The eurozone’s corporate debt market has gingerly reopened after a one-month hiatus in August as KPN, the Dutch telecoms company, RCI Banque and BAA, the airports operator, all sold euro-denominated bonds on Thursday.

The euro bond sales came after the US market registered strong issuance this week, and as a benchmark index for European corporate debt stress fell for a second day on Thursday, nurturing hopes that bond investors would be receptive to stronger European companies.

Nonetheless, bankers expect the healthier US corporate bond market to lure larger European companies that need to issue sizeable bonds. They have predicted an upsurge in so-called Yankee bonds, or US-dollar denominated bonds sold by non-US companies.

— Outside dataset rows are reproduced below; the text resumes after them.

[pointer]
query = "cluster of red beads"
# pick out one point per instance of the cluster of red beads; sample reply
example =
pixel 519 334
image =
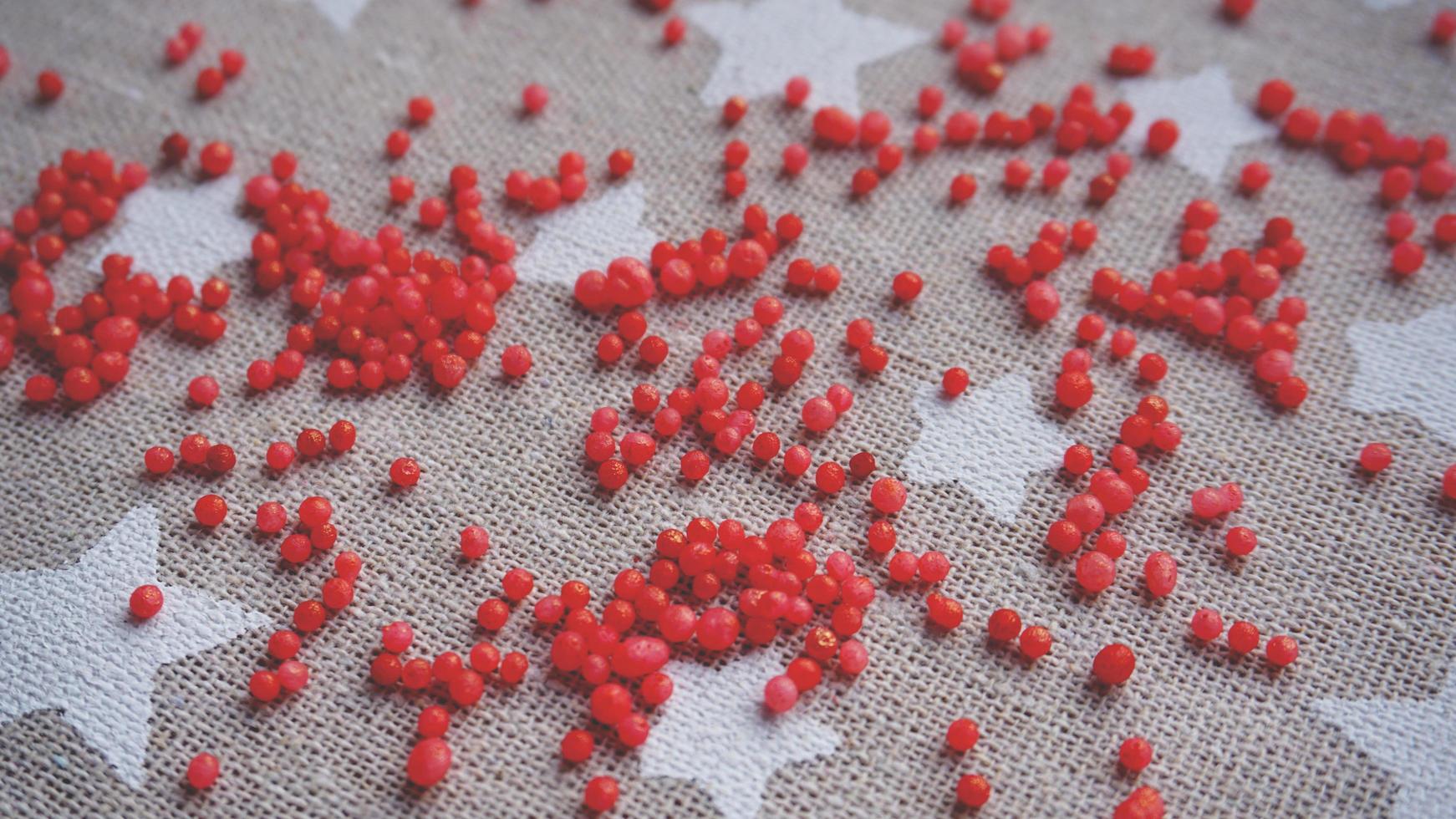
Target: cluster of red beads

“Hand on heart, can we give big European companies the same execution guarantees in euros as in dollars? Probably not,” said a senior London-based syndicate banker. “The theme of European companies going to the US market is going to continue.”

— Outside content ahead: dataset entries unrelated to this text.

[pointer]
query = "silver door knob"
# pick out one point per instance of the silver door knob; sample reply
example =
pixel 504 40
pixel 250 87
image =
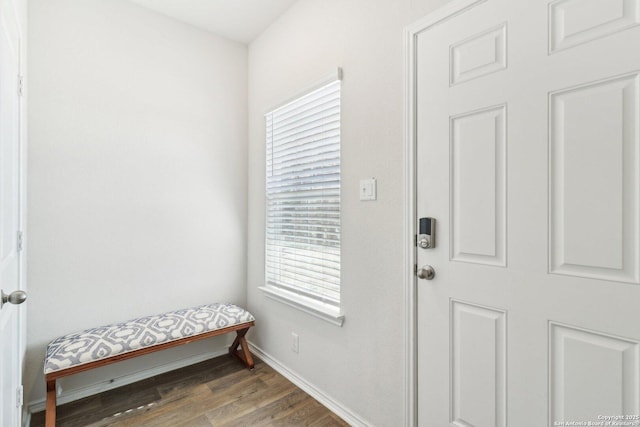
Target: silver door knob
pixel 426 272
pixel 15 297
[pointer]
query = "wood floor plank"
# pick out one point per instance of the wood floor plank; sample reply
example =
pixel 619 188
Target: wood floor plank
pixel 217 392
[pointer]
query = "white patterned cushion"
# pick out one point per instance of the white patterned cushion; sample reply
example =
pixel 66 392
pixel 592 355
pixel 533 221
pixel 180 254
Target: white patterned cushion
pixel 106 341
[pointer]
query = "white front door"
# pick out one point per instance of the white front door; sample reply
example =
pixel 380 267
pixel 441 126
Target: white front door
pixel 10 369
pixel 527 117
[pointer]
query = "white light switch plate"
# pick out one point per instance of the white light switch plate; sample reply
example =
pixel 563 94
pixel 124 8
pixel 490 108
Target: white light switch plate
pixel 368 189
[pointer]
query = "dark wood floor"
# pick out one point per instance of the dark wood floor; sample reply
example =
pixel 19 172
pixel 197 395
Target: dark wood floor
pixel 218 392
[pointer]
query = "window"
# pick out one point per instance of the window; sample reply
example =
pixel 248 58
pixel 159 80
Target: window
pixel 303 202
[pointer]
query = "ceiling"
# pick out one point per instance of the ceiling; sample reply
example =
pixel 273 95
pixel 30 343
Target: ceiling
pixel 239 20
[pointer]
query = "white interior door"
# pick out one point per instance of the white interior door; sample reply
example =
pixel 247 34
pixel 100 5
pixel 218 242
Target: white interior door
pixel 527 119
pixel 10 374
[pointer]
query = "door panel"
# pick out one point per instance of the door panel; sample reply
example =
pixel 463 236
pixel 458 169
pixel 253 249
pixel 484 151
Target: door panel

The US corporate bond market has stayed resilient in spite of the wave of risk aversion that has shaken credit markets, junk bonds and equities.

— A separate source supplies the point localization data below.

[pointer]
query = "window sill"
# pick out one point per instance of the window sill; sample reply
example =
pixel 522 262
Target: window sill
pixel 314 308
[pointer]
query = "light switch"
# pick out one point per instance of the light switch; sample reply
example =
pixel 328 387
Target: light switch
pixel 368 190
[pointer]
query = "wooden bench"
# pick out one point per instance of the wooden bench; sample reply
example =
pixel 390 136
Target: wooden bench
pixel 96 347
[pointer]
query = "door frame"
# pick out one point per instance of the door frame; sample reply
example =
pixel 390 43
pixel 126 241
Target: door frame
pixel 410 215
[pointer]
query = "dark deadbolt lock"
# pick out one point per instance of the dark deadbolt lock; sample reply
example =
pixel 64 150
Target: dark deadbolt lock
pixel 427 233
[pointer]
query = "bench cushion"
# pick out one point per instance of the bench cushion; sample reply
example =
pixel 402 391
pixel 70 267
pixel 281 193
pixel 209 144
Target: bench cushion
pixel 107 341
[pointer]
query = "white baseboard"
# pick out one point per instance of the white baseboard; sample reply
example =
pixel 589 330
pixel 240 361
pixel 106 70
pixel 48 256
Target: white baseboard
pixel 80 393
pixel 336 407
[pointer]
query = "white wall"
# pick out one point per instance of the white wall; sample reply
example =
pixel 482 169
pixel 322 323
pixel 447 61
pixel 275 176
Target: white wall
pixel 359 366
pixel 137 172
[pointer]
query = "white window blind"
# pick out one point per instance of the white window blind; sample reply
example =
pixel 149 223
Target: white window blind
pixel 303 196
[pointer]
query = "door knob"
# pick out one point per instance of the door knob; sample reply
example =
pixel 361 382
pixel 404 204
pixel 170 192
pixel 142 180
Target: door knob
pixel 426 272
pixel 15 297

Spreads to Treasuries on US investment grade corporate bonds have increased but underlying benchmark rates are so low that borrowing costs for these issuers remain historically low. Currency swap rates are also attractive.

In spite of the return of Europe-based deals – Scottish and Southern Energy sold the first sterling bond in over a month on Wednesday – more companies are expected to follow Daimler and France Telecom, who were among the issuers tapping the US corporate bond market on Wednesday, for more than $11bn, the largest daily issuance since May, according to Dealogic.

On Thursday, US-marketed deals were expected from companies including Toyota Motor Credit and AIG, bankers said.

Barclays Capital estimates September issuance of $75bn or more, depending on the level of US Treasuries. Jim Glascott, head of global debt capital markets at Barclays Capital, said corporate treasurers were taking advantage of the low borrowing rates now available.

“We have seen many clients ‘prefund’ needs for later this year and into first half 2012,” Mr Glascott said. “Most treasurers are looking to lock in rates.”

New US issuance was, however, coming at a premium to existing debt, of around 20 bps so far this week.

In recent weeks, average spreads on US investment grade bonds have risen above 200 bps for the first time since 2009, but yields are still under 4 per cent, according to a Barclays Capital index. Yields, which move inversely to prices, hit a low of 3.36 per cent on August 4 and were 3.61 per cent at Wednesday’s close.

Markit’s Europe main index of credit default swaps on investment grade corporate debt fell for a second day on Thursday, to a still elevated 173 basis points. In May the index was trading below 100 bps.